British mathematician Timothy Gowers, a distinguished Fields Medalist, has recently revealed a groundbreaking achievement: ChatGPT 5.5 Pro independently conducted PhD-level mathematical research in number theory in under two hours, with absolutely no human intervention. Gowers explicitly stated in his blog that his own mathematical contribution was zero, and he didn't even employ any particularly clever prompts.
Gowers, who holds the Combinatorics Chair at the Collège de France and is a Fellow at Trinity College Cambridge, presented ChatGPT 5.5 Pro with open problems from a paper by number theorist Mel Nathanson. These problems explore the possible sizes of certain sets of integer sums and the efficiency with which sets possessing prescribed properties can be constructed.
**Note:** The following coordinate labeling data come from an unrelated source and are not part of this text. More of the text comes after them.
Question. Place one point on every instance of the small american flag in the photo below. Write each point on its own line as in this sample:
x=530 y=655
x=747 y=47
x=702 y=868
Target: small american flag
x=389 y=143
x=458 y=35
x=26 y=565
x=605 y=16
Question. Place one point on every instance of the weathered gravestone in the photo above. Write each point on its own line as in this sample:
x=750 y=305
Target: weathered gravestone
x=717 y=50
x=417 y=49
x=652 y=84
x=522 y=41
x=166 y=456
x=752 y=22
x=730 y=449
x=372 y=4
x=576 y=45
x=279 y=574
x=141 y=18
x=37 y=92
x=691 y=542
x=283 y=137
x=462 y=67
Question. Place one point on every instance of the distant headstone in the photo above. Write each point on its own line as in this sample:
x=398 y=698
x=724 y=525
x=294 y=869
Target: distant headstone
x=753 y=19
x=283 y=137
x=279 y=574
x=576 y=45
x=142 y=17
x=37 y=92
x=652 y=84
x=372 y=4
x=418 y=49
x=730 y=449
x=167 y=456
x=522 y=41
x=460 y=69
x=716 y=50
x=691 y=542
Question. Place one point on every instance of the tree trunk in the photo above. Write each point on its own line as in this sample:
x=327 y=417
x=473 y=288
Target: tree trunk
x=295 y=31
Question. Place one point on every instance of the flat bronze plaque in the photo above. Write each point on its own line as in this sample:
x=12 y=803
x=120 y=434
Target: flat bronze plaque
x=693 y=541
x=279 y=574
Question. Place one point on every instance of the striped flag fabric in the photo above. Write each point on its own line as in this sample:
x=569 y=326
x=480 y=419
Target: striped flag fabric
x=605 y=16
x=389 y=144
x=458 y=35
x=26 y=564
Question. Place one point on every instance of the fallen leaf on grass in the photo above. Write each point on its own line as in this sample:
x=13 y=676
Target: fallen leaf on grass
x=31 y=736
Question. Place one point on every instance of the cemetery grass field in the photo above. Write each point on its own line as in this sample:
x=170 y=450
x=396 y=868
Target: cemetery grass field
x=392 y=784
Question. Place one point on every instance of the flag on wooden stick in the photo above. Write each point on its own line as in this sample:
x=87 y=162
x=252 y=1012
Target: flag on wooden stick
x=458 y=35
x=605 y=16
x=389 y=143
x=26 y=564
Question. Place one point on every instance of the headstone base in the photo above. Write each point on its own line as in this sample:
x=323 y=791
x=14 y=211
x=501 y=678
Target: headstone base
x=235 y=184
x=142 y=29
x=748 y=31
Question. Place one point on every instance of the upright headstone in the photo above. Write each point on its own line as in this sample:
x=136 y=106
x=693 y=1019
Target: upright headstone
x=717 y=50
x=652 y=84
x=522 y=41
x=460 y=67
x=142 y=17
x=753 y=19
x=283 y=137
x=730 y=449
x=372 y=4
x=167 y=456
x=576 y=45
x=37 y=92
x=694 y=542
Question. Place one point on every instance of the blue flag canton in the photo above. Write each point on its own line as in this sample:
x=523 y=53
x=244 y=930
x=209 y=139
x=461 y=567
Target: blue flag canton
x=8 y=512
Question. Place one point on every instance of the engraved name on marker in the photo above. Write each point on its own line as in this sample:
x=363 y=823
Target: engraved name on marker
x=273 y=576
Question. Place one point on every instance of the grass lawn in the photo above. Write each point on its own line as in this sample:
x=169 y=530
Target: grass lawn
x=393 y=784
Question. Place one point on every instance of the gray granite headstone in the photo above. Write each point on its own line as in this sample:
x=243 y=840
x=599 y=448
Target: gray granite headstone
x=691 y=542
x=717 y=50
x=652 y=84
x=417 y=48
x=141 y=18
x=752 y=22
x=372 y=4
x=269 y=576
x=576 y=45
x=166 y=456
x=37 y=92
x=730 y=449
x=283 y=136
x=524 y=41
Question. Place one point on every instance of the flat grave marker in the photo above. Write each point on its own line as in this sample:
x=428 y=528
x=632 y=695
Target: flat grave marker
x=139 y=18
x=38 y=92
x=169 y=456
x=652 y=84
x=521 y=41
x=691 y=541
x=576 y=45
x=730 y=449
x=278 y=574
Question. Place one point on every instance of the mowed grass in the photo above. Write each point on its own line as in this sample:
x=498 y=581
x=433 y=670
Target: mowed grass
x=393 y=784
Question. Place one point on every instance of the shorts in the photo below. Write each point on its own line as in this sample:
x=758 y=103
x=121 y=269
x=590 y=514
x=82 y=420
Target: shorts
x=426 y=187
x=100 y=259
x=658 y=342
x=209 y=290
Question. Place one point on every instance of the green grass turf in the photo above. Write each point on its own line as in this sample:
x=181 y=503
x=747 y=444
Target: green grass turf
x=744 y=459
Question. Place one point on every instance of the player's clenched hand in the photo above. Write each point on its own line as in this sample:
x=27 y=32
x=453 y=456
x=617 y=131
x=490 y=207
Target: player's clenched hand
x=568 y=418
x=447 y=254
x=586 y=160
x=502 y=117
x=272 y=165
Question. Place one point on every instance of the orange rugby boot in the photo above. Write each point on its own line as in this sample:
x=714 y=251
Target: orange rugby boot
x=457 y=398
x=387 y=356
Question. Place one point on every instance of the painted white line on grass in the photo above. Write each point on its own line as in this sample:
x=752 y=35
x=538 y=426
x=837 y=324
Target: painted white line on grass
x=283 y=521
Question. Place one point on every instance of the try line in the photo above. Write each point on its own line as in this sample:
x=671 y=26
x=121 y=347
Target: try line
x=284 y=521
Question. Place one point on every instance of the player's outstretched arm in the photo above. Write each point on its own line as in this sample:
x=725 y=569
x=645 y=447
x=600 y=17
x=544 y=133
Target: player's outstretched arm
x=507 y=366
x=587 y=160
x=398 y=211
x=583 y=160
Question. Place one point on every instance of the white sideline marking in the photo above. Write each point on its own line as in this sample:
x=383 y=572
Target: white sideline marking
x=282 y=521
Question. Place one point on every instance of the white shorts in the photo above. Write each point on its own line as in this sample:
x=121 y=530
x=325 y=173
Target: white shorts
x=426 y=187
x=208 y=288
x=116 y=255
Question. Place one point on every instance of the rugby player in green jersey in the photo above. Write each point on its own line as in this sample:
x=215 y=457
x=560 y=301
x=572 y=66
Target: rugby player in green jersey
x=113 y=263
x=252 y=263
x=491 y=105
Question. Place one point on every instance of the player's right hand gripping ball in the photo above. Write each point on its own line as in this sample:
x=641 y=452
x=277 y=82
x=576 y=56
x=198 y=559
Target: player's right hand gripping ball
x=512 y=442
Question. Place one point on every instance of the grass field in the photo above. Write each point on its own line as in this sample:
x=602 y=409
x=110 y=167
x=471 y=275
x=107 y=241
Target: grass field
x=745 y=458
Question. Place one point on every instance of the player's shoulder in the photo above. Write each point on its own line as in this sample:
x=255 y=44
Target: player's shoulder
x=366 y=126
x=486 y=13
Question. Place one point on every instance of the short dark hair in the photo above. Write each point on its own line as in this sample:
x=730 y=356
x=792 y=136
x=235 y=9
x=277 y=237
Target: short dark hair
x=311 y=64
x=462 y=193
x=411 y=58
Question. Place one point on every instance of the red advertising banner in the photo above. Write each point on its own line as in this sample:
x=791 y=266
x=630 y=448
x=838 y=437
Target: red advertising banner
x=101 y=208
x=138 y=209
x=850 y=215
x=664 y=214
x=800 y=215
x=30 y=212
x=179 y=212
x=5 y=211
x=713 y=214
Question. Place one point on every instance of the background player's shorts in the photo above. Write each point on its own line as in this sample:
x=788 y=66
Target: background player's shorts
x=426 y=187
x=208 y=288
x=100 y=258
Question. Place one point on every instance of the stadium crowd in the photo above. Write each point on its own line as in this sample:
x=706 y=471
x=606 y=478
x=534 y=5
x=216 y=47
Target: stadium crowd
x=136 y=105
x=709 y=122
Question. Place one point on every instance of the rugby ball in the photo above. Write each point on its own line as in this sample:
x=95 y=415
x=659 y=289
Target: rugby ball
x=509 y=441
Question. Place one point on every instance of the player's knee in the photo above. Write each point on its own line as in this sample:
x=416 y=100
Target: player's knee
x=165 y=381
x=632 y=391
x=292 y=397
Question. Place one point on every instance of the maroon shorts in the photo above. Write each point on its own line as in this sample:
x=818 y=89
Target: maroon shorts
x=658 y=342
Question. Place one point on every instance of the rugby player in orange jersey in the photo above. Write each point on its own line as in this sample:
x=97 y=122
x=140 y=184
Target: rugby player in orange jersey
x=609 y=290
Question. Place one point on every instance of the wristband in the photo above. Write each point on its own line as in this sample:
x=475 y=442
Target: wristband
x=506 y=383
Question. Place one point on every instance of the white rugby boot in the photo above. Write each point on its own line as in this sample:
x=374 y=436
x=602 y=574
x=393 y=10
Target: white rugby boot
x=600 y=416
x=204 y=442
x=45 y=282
ChatGPT 5.5 Pro Solves Open Math Problem in 17 Minutes
Nathanson had previously proven an exponential bound for one of these problems and posed the question of whether it could be improved. According to Gowers, ChatGPT 5.5 Pro "thought" for 17 minutes and 5 seconds before delivering the best possible construction, achieving a quadratic bound. The core idea involved the model swapping out a component in Nathanson's proof for a more efficient variant, which is well-known in combinatorics but had not been obviously applied to this specific problem before.
Upon request, ChatGPT then rewrote the entire argument as a LaTeX preprint in just 2 minutes and 23 seconds. Gowers verified its correctness and subsequently had the model solve a related variant, which it handled flawlessly. Both results are now available as a preprint.
Generalised Problem: From Exponential to Polynomial Breakthrough
A generalized version of the problem proved significantly more challenging. Prior work by Isaac Rajagopal, an MIT student, had established an exponential dependency for this problem. Gowers provided ChatGPT with Rajagopal's paper and tasked it with finding an improvement.
What followed was a gradual escalation of the model's capabilities: after 16 minutes and 41 seconds, the model presented a first improvement. Rajagopal deemed this step correct but characterized it as a routine modification of his own work. Gowers then, as he put it, "got greedy" and prompted ChatGPT to aim for a much stronger bound.
After another 13 minutes and 33 seconds, the model reported optimism but noted that two technical statements still required checking. Nine minutes and 12 seconds later, the checks were complete. The final preprint was ready in 31 minutes and 40 seconds. The model had successfully improved the bound from exponential to polynomial.
Gowers reported Rajagopal's assessment that the results are "almost certainly correct," both regarding individual proof steps and the underlying ideas. Rajagopal’s nuanced judgment indicated that while the initial improvement was a "routine modification," the subsequent improvement to a polynomial bound was "quite impressive." He specifically called the model's key idea "quite ingenious" for discovering a counterintuitive approach.